Maintenance
Truxton requires some maintenance here and there. Maintenance tasks are generally exposed to the scripting side of Truxton rather than the GUI side. This allows the maintenance to be automated and customized to customer's needs.
Delete Media
When you want to delete a piece of media from Truxton, you have a few choices:
- Use the Media Management page on the Analyst Desktop
- Use TruxtonCLI
- Write your own program or script
These will delete the meta data pertaining to a piece of media from the database. It will not delete the file contents associated with the media. To do that, you must perform a depot consolidation. By selecting "Clean Data" from the Truxton Tray application, you will enqueue tasks to clean the database of orphaned records, consolidate the depot files, Delete Depots unused depot files, and optimize the database. This process may take a while so starting it on a Friday afternoon and letting it run over the weekend might be a good idea.
It is far more efficient to delete multiple media before executing a "Clean Data" because it increases the chances that depot files can be deleted rather than have their contents consolidated multiple times.
Why
The complete deletion of media is a multi-stage process because of Truxton's scalable design. Writing to a depot file is isolated to a single process. There can be hundreds of ETL processes running on many machines throughout the network. By letting each ETL process have its own depot file to write to, no coordination with other processes is needed and performance improved. But, the TANSTAAFL principal states that you have to pay for it somewhere. The simplicity of one depot per ETL comes at the cost of contents from different media existing in the same depot file. Complexity is introduced only when you want to remove contents from Truxton.

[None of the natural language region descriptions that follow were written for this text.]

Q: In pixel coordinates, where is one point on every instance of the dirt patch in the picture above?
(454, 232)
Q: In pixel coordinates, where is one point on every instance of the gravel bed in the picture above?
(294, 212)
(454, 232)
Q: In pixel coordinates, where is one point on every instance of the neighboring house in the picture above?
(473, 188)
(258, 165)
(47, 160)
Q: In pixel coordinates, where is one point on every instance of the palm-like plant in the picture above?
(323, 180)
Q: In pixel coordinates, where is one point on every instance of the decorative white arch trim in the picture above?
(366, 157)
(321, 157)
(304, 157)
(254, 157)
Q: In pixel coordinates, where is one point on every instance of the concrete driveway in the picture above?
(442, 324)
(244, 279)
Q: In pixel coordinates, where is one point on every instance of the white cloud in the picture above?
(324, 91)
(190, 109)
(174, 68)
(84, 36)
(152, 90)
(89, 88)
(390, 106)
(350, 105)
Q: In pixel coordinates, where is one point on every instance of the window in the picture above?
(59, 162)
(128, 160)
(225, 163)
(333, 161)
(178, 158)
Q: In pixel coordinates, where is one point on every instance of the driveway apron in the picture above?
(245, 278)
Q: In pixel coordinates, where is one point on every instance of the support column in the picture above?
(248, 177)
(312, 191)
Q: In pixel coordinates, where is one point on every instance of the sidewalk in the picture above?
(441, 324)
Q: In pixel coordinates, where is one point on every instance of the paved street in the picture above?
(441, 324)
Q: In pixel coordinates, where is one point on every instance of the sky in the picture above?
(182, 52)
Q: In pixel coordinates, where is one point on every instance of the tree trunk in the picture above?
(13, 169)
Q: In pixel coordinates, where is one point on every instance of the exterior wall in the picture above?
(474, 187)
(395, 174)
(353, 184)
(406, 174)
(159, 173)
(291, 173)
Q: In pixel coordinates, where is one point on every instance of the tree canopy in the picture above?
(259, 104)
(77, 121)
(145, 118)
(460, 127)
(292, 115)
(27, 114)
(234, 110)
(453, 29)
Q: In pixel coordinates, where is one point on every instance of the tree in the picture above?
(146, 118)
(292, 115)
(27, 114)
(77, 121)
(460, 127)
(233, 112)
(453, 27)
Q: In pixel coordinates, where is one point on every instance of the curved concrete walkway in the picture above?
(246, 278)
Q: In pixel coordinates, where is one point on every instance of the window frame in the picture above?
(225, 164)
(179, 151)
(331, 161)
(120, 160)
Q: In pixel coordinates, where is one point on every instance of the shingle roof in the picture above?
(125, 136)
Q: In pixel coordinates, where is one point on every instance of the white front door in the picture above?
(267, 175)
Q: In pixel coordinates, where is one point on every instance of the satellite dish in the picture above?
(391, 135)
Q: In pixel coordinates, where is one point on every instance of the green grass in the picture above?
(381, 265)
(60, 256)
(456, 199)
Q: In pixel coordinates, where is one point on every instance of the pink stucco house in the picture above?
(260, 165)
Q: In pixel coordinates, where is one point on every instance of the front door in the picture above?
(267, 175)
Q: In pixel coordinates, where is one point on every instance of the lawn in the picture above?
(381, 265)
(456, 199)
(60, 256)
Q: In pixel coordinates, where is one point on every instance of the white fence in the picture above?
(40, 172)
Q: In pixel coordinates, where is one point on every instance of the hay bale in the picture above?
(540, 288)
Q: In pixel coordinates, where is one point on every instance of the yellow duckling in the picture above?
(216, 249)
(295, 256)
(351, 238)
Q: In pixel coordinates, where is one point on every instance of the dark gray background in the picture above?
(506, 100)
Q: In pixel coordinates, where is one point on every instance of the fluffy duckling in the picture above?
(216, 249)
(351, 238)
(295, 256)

Deleting both the metadata for a piece of media and its contents results in a workflow of:
- Delete the records from the database for the given media identifier
- Remove records from the
[Content]
table that no longer have a hash that exists in the[File]
table - Remove records from the
[Depot]
table that are no longer referenced in the[Content]
and rename the depot file to include.ToBeDeleted
- Consolidate depots to remove the no longer referenced contents and rename donor depots to
.ToBeDeleted
- Delete the
.ToBeDeleted
depot files
The good news is users do not have to wait for this process to finish. Access to file contents is never impeded. The bad news is this process cannot be parallelized. It requires a single process to handle the movement of the contents between depot files. When the Maintenance ETL is busy consolidating depots, it cannot process any other messages. Its message queue will fill with work to be done. You can stop the consolidation process by shutting down the Maintenance ETL. When it restarts, it will pick up the next message in its queue.
Slowing Down
As Truxton grows, the database has more work to do. Often times, the query planner will have outdated statistics to deal with.